SectorTechnology services
IndustryPackaged Software
CEOAndrew Leaver
Websitearqitgroup.com
Employees (FY)91
Change (1Y)+9 +10.98%
Fundamental analysis

Arqit Quantum Inc. Business Introduction

Arqit Quantum Inc. (Nasdaq: ARQQ) is a cybersecurity company that has pioneered a unique symmetric key agreement platform. The company provides a proprietary software-as-a-service (SaaS) solution designed to make the communications links of any networked device secure against current and future forms of cyber attack, including those powered by quantum computers.

Business Summary

Arqit’s core mission is to provide "Quantum Safe" encryption. Unlike traditional public key infrastructure (PKI), which relies on complex mathematical problems that could be solved by future quantum computers (the "Shor's Algorithm" threat), Arqit’s QuantumCloud™ technology enables the creation of lightweight, symmetric encryption keys that are computationally unsolvable.

Detailed Business Modules

1. QuantumCloud™ Platform: This is the flagship product. It is a cloud-native platform that creates symmetric encryption keys at the end-points of a communication. It does not "distribute" keys in the traditional sense, which eliminates the risk of interception. Instead, it uses a unique protocol to allow two devices to create identical, "root of trust" keys simultaneously.
2. Network Security (Encryption at Scale): Arqit focuses on securing large-scale infrastructure, including data centers, IoT devices, and telecommunications networks. Its software can be integrated into existing VPNs, SD-WANs, and cloud architectures without requiring massive hardware overhauls.
3. Defense and Government Solutions: Arqit has strong ties to the defense sector, providing secure communications for sovereign governments. This includes specialized versions of their platform that meet high-level military security standards.
4. Intellectual Property Licensing: Arqit holds an extensive portfolio of patents related to quantum-safe cryptography and symmetric key agreement, which it licenses to technology partners.

Business Model Characteristics

SaaS-Based Recurring Revenue: Arqit operates primarily through a subscription model, charging customers based on the volume of keys generated or the number of protected endpoints.
Hardware-Agnostic: Unlike many quantum competitors that require specialized fiber-optic cables or hardware (QKD), Arqit’s solution is software-based and works over the standard internet.
Scalability: Because it is software-defined, the marginal cost of adding new users is low, allowing for rapid global deployment.

Core Competitive Moat

Symmetric Key Agreement: While the industry is debating Post-Quantum Cryptography (PQC) standards, Arqit uses symmetric keys, which are fundamentally more secure and efficient for high-speed data transfer.
Elimination of the "Key Distribution" Problem: Arqit solves the classic vulnerability of how to get a key from point A to point B without it being stolen, by ensuring the key is never actually "sent."
Patent Fortress: As of late 2024, Arqit continues to expand its patent protection across the US, UK, and EU, making it difficult for competitors to replicate its specific key-creation protocol.

Latest Strategic Layout

In 2024 and 2025, Arqit shifted its strategy from a hardware-heavy "satellite-based" approach to a "terrestrial software" approach. By pivoting away from launching expensive satellites and focusing on software distribution through partners like Fortinet and Intel, Arqit has significantly reduced its capital expenditure requirements and accelerated its path to commercialization.
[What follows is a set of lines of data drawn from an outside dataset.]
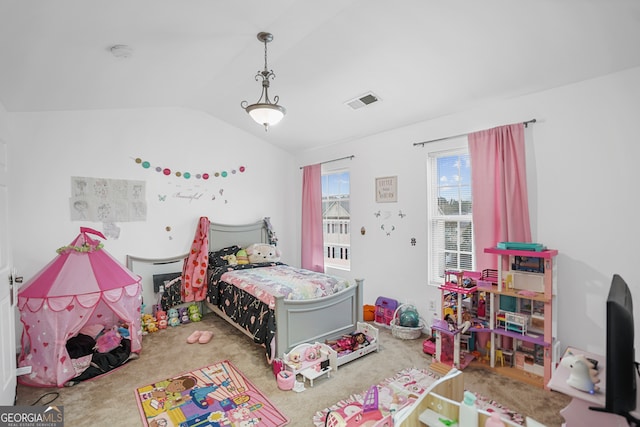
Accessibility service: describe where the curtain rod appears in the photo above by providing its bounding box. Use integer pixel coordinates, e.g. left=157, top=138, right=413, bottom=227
left=413, top=119, right=537, bottom=147
left=300, top=154, right=355, bottom=169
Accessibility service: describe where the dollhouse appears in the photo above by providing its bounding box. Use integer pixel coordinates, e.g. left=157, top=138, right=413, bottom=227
left=432, top=247, right=559, bottom=387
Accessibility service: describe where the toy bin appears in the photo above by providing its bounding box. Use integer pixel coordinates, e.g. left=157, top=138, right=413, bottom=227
left=374, top=297, right=398, bottom=327
left=277, top=371, right=296, bottom=390
left=362, top=304, right=376, bottom=322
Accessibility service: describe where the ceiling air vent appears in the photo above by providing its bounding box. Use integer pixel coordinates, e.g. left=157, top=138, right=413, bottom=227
left=345, top=92, right=380, bottom=110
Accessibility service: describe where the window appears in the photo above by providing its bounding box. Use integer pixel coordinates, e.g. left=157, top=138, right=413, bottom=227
left=322, top=170, right=351, bottom=270
left=427, top=145, right=475, bottom=286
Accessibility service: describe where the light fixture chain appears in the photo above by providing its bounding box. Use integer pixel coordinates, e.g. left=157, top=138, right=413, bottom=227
left=264, top=39, right=268, bottom=71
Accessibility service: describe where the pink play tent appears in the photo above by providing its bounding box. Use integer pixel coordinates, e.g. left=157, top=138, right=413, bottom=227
left=18, top=227, right=142, bottom=387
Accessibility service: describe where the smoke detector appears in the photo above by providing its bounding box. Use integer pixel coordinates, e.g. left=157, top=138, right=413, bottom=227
left=344, top=92, right=380, bottom=110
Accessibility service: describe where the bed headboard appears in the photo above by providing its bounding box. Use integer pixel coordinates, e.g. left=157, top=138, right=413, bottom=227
left=209, top=220, right=269, bottom=251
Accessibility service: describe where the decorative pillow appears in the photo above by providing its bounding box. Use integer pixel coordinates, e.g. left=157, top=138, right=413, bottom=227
left=96, top=329, right=122, bottom=353
left=209, top=245, right=240, bottom=267
left=79, top=324, right=104, bottom=339
left=247, top=243, right=280, bottom=264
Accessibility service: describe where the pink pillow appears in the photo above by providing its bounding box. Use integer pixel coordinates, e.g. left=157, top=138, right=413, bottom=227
left=96, top=329, right=122, bottom=353
left=80, top=324, right=104, bottom=339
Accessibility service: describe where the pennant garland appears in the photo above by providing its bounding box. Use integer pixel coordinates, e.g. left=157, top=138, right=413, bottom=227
left=134, top=157, right=247, bottom=180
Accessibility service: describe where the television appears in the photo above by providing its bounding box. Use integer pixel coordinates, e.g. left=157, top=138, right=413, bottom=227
left=591, top=274, right=640, bottom=426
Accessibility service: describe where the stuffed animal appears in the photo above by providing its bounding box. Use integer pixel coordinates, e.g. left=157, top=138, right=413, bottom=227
left=156, top=310, right=169, bottom=329
left=142, top=313, right=158, bottom=333
left=222, top=254, right=238, bottom=265
left=560, top=354, right=600, bottom=394
left=189, top=304, right=202, bottom=322
left=169, top=308, right=180, bottom=326
left=247, top=243, right=280, bottom=264
left=236, top=249, right=249, bottom=265
left=178, top=307, right=191, bottom=325
left=94, top=327, right=122, bottom=353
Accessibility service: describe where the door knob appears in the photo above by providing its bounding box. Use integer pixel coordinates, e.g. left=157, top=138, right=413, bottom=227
left=9, top=275, right=23, bottom=285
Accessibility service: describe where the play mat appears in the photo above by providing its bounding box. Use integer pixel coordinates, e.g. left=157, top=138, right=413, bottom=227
left=135, top=360, right=289, bottom=427
left=313, top=368, right=525, bottom=427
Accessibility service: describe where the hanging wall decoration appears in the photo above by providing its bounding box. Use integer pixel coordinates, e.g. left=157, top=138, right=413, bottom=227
left=134, top=157, right=247, bottom=181
left=69, top=176, right=147, bottom=224
left=376, top=176, right=398, bottom=203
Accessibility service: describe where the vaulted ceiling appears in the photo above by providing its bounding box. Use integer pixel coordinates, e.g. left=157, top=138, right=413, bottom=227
left=0, top=0, right=640, bottom=152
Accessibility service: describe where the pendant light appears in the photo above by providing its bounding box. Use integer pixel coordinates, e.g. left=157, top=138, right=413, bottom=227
left=240, top=32, right=287, bottom=132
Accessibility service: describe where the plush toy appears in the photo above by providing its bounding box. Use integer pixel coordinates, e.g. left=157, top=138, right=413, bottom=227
left=247, top=243, right=280, bottom=264
left=560, top=354, right=600, bottom=394
left=222, top=254, right=238, bottom=265
left=189, top=304, right=202, bottom=322
left=178, top=307, right=191, bottom=325
left=236, top=249, right=249, bottom=265
left=142, top=313, right=158, bottom=333
left=94, top=327, right=122, bottom=353
left=156, top=310, right=169, bottom=329
left=169, top=308, right=180, bottom=326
Arqit Quantum Inc. Development History

The history of Arqit is defined by a transition from a visionary space-based concept to a practical, ground-based cybersecurity software powerhouse.

Development Phases

Phase 1: Foundation and the Satellite Vision (2017–2020)
Founded in 2017 by David Williams (a veteran of the satellite industry), Arqit originally planned to use satellites to distribute quantum keys globally. The company secured early backing from major corporate partners like Virgin Orbit and BAE Systems. During this time, they developed the foundational math for their symmetric key agreement.

Phase 2: Public Listing and Market Hype (2021)
In September 2021, Arqit went public on the Nasdaq via a merger with a Special Purpose Acquisition Company (SPAC), Centricus Acquisition Corp. The deal valued the company at approximately $1.4 billion and provided the capital needed to build out its QuantumCloud™ software.

Phase 3: Pivot to Software-First (2022–2023)
The company realized that the speed of global software adoption outpaced the feasibility of launching a full constellation of satellites. In late 2022, Arqit announced that it had successfully "virtualized" its technology, allowing it to provide the same level of security using existing data center infrastructure. This eliminated the need for the multi-hundred-million-dollar satellite launches.

Phase 4: Commercial Scaling and Integration (2024–Present)
Today, Arqit focuses on channel partnerships. They have integrated their technology into the products of major tech giants and are focusing on high-margin software licenses.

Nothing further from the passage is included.